MrÁz (interloqué) : Mais, Monsieur le Directeur
– s’il ne monte pas dans la tour… Alors c’est en vain
que Béla a avoué à Belényesi
qu’il avait tout appris…
L’appariteur (nerveusement) : Allons, allons, ce Béla ! Que veut-il ce
Béla ? Ce Béla parle trop. Ça
n’intéresse personne, ce que dit ce Béla ! Le
Béla… le Béla… (Il
s’essuie le front.)
MrÁz (tendu) : Eh bien, ce
Béla ?
L’appariteur : Le
Béla ! Mon Dieu ! Le Béla n’a qu’à
retourner chez la… la Margit… Je veux dire…
MrÁz (sidéré) : Chez Margit ?
Précisément chez Margit ? Justement Béla ?
Comment est-ce possible ?
L’appariteur : Comment
est-ce possible ? Le plus simplement du monde.
MrÁz : Bon. Admettons qu’il y retourne. Dans ce
cas vous insinuez que Margit ne descendra pas dans le tunnel.
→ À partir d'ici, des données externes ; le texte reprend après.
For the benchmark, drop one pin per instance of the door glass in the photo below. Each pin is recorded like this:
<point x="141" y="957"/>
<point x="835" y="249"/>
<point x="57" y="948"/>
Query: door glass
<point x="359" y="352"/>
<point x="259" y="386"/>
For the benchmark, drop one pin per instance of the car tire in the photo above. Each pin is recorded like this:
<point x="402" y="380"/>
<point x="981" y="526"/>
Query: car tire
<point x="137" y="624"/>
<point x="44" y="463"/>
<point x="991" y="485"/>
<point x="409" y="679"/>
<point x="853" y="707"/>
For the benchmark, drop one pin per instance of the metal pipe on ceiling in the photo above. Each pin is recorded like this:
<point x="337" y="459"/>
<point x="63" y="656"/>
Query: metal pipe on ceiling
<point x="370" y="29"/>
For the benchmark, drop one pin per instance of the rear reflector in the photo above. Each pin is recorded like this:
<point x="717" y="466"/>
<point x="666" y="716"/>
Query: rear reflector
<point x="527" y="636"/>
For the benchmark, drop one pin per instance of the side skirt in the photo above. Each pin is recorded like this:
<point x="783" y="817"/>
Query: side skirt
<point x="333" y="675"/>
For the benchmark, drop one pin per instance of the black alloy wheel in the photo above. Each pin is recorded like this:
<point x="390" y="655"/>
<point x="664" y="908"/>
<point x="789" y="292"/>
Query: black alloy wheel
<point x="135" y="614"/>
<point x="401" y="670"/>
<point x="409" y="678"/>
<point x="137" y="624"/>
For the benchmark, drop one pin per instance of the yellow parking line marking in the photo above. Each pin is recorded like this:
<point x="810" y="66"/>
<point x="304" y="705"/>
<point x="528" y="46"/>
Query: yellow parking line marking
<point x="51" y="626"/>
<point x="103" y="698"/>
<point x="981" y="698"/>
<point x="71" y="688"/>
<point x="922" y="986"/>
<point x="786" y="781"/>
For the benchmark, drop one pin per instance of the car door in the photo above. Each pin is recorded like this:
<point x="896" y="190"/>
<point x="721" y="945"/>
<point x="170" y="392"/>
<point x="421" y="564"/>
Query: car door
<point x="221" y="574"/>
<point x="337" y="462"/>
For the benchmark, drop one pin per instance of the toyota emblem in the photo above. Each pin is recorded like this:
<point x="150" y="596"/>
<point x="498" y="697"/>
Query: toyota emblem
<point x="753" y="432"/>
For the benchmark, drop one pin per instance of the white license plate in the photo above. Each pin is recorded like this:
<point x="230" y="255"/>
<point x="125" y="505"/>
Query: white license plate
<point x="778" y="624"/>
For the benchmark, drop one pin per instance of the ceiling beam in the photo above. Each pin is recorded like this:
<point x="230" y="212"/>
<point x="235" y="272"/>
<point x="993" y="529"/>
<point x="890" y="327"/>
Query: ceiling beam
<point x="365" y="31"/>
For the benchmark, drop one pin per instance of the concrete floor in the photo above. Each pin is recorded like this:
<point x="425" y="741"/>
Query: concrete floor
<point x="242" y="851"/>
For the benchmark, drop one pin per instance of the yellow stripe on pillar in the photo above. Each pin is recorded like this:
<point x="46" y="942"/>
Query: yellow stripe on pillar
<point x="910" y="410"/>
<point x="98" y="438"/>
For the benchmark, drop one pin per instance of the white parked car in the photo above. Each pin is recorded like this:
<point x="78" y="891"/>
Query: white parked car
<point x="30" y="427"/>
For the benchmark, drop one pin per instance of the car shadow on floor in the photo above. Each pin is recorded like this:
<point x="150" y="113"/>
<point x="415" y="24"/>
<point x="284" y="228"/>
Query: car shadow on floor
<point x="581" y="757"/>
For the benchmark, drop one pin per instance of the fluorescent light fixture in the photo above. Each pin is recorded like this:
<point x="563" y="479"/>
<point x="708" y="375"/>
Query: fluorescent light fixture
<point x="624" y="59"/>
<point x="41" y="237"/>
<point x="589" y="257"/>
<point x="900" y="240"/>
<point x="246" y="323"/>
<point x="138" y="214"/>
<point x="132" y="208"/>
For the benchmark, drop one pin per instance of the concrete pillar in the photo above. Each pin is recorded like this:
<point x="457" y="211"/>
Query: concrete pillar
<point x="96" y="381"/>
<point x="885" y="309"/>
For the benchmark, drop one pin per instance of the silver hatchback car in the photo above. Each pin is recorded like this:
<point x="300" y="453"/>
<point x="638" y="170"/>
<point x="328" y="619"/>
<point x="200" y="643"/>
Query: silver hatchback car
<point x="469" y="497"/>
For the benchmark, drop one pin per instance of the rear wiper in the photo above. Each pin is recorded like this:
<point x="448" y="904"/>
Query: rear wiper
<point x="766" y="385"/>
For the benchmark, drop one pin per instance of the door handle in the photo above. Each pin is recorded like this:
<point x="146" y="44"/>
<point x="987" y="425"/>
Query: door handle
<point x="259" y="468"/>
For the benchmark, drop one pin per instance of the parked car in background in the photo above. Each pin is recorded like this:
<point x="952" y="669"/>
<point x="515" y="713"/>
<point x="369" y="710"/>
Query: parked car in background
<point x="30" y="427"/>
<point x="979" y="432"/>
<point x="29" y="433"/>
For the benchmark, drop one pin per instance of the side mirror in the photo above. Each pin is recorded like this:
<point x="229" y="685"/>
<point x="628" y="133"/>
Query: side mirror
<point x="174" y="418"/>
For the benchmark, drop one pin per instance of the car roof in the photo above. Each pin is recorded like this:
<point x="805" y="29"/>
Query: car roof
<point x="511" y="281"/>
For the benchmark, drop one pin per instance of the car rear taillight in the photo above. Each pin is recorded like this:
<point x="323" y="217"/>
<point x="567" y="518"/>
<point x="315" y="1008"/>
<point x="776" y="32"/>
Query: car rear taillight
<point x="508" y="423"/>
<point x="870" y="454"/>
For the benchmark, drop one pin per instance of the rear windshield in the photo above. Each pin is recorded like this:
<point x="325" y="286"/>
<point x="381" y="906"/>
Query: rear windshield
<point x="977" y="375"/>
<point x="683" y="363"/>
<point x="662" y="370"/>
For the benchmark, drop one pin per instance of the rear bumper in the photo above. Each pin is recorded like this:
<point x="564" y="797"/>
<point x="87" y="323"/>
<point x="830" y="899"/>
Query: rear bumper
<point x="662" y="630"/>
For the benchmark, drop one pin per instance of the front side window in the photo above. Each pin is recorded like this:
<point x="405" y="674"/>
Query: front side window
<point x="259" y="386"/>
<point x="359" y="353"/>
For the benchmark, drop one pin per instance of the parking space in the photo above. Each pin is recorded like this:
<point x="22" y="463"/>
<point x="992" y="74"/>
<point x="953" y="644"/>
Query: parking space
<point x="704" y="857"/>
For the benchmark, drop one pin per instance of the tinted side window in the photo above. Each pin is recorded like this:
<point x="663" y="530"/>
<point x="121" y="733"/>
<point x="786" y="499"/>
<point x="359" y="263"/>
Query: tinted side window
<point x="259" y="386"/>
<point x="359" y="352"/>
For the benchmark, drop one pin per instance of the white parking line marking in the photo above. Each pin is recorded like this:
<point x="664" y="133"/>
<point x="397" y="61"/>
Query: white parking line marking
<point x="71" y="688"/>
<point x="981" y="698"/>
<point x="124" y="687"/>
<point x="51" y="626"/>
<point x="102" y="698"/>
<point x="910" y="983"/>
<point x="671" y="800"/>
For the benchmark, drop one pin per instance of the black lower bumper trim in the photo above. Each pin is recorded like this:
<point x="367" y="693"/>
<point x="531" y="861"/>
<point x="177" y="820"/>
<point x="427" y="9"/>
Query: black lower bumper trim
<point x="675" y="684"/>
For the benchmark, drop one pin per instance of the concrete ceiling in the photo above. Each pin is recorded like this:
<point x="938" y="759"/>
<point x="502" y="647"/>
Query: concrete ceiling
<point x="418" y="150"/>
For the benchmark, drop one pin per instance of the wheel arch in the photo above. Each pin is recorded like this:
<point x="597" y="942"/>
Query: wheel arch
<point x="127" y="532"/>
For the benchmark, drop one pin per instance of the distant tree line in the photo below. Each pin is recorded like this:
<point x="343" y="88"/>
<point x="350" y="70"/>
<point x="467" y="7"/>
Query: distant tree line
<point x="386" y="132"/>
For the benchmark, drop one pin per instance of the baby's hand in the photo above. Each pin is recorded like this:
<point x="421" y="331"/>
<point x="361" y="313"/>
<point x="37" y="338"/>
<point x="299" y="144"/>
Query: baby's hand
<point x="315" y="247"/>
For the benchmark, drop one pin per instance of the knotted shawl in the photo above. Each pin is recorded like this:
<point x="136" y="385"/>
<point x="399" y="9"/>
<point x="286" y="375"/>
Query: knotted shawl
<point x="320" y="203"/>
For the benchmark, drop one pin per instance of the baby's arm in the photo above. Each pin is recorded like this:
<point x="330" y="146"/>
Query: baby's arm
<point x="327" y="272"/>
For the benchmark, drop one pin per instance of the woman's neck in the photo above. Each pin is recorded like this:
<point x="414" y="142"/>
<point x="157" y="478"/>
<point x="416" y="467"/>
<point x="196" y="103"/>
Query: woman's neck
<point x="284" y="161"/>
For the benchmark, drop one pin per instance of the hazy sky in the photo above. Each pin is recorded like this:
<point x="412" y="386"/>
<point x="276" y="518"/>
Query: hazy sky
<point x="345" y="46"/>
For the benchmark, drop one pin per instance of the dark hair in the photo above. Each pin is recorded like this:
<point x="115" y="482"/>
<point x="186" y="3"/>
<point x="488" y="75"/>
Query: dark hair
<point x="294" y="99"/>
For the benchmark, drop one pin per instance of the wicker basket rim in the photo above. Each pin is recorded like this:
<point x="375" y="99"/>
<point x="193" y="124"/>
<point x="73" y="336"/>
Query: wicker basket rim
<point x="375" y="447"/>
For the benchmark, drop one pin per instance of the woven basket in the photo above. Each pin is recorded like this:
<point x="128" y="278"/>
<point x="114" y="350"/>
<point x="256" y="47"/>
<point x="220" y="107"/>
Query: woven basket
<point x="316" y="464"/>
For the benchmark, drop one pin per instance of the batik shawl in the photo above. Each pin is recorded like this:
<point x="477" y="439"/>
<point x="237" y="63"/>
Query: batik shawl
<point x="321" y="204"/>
L’appariteur (en pleine confusion) : Pourquoi n’y descendrait-elle pas ? Allons,
allons ! Elle peut très bien descendre ! Justement, il faut
qu’elle descende.
MrÁz (se lève,
cherche sa respiration, fixe l’appariteur, les yeux
écarquillés, en chuchotant) : Mais, pour l’amour du ciel, Monsieur le
Directeur – et Bájligethy ?
L’appariteur (pressentant qu’il a perdu la partie,
sursaute, gesticule des poings sous le nez de Mráz) : Bájligethy ?
Bájligethy n’a qu’à
aller se faire pendre !
MrÁz (bascule en
arrière, attrape sa tête. Puis hurle victorieusement) : C’est çaaa ! (Il
saisit les bras de l’appariteur.) Monsieur le Directeur, vous
êtes un grand homme ! Pendant cinq années j’ai
réfléchi sur la fin à donner à Bájligethy !…
Vous avez enfin illuminé ma pensée. Merci… Merci… (Il se sauve en courant, à la porte il
pousse encore un cri) C’est génial ! Comment j’ai
pu ne pas y penser ! Bájligethy n’a
qu’à aller se faire pendre… Je cours, je
l’écris. (Il sort.)
L’appariteur (s’écroule dans le fauteuil).
Le
secrÉtaire (s’approche
à la hâte, un manuscrit à la main) : Où il est, ce Mráz ?
Où il est ce Mráz ?
L’appariteur : Il
est parti.
Le
secrÉtaire : Il faut l’envoyer chercher ! Cette
pièce est magnifique ! On va la monter !
L’appariteur : Je
pense bien qu’elle est magnifique ! Surtout si Bájligethy se
pend.
Le
secrÉtaire (s’arrête) : Qu’est-ce que vous
dites ?
L’appariteur : L’auteur
vient de décider de procéder à quelques changements.
À la fin de la pièce, Bájligethy va
se pendre.
Le
secrÉtaire : Quoooi ? Il
a perdu la tête, cet homme ? La pièce n’a plus aucun
sens, alors ! (Il jette le manuscrit
pas terre.) Dès le début j’avais pensé que
c’était une ânerie monumentale ! Et c’est pour
des choses comme ça qu’on est constamment harcelé ! (Furieux.) Si cet homme ose se
présenter encore une fois dans ces murs, vous le foutez à la
porte, lui et sa pièce, et que je n’en entende plus jamais parler.